No, this is not a bug in MySQL.
Your JOIN conditions generate "duplicate" lines. (Remove aggregate functions and GROUP BY, and you will see what happens.
This row from table "a" corresponds to four rows from table "b". This is all beautiful and good. But when you add a join to the third table ("y"), each row returned from this third table "y" (two rows) is "mapped" to each row from table "b" ... so you keep in common complexity eight lines in your result set. (That's why the "total_count" doubles.)

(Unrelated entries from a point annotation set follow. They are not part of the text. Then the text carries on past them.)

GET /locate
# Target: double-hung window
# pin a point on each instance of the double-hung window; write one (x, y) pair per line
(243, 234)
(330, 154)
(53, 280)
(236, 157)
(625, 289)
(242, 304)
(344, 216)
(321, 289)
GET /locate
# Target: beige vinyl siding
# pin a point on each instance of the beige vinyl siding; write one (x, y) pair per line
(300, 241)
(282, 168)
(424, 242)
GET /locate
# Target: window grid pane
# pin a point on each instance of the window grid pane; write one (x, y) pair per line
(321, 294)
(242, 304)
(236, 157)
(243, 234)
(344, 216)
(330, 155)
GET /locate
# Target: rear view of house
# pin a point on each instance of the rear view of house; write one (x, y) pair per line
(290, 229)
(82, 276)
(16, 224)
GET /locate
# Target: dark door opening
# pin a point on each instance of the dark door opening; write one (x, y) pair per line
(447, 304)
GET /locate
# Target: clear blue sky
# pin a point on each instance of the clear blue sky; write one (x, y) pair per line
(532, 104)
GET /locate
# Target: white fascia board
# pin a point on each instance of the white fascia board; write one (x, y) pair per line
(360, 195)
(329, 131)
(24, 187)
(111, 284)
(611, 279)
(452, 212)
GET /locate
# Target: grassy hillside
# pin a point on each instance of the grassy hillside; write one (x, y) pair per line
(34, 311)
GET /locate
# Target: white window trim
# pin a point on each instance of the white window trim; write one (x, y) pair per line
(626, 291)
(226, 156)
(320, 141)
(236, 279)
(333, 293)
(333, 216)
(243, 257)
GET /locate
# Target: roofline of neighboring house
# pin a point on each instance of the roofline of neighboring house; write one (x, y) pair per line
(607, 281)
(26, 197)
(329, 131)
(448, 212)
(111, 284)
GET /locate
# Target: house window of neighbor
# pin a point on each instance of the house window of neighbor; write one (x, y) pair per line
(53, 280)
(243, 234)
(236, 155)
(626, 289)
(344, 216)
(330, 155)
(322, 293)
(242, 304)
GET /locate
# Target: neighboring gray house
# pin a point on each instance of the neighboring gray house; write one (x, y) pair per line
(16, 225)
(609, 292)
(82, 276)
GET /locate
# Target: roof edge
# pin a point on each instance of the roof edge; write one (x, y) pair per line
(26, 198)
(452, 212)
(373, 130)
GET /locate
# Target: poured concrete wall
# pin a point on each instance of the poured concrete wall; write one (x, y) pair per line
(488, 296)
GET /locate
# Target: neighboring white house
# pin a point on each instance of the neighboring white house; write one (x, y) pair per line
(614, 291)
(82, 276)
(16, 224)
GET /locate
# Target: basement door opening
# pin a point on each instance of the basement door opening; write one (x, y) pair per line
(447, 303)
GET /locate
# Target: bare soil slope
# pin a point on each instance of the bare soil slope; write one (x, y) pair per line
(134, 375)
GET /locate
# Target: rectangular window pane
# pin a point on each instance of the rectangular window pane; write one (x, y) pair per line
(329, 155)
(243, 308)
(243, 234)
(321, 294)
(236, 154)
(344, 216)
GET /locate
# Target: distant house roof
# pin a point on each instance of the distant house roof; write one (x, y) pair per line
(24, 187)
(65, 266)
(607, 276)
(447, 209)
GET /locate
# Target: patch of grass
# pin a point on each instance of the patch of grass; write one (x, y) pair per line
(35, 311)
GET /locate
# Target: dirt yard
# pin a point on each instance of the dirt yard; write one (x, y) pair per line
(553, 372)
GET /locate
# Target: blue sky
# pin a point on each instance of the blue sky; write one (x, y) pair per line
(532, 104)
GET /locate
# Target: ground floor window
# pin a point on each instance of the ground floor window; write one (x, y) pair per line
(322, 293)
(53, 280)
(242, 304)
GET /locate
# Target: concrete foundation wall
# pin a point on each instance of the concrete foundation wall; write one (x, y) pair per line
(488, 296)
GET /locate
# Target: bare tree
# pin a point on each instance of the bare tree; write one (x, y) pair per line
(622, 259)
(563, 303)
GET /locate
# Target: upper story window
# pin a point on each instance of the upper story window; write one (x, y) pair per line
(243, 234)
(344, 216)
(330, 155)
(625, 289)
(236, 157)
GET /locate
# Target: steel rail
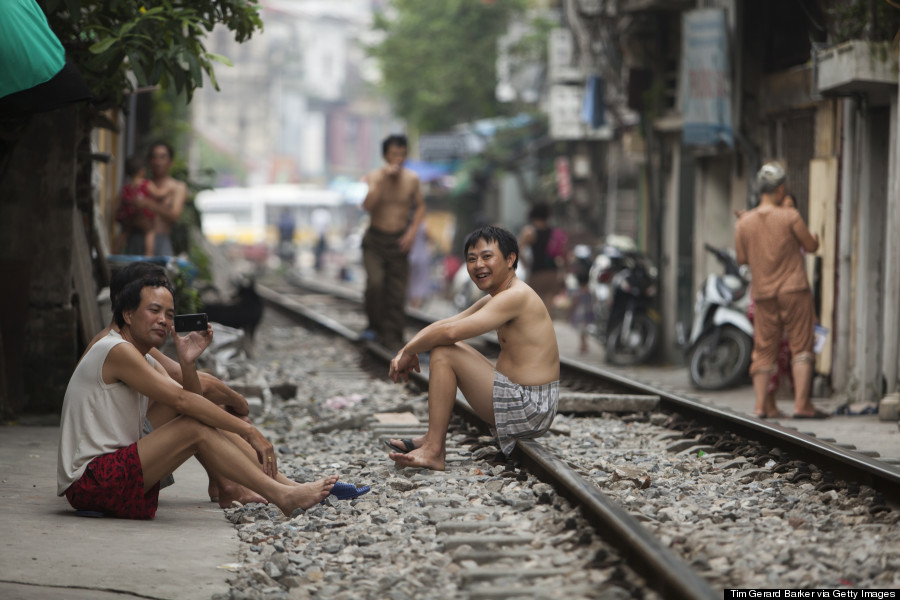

To get the result set you specified, you do not need to join this table βbβ a second time. Instead, simply use a conditional test to determine whether to include this βscoreβ in βyβ or not.
eg.
SELECT a.id , SUM(b.count) AS total_count , SUM(IF(b.date=UTC_DATE()-1 ,b.count,0)) AS y FROM aa LEFT JOIN bb ON (b.a_id=a.id) GROUP BY a.id;
Note that the MySQL IF expression can be replaced with the equivalent ANSI CASE expression to improve portability:
, SUM(CASE WHEN b.date=UTC_DATE()-1 THEN b.count ELSE 0 END) AS y
If you want to make a JOIN in this "b" table for the second time, you need the JOIN condition to be such that the row from "y" matches at most one row from "b", so that no duplicates are entered. So you basically need a join condition to include all columns in the primary key.
(Note that the predicates in the join condition for table "y" ensure that each of "y" matches no more than one row from "b"):
SELECT a.id , SUM(b.count) AS total_count , SUM(y.count) AS y FROM aa LEFT JOIN bb ON b.a_id=a.id LEFT JOIN by ON y.a_id = b.a_id AND y.b_id = b.b_id AND y.date = b.date AND y.date = UTC_DATE()-1 GROUP BY a.id;
(To get the first statement to return an identical result set with potential NULL instead of zero, you need to replace the constant '0' in the IF expression with "NULL".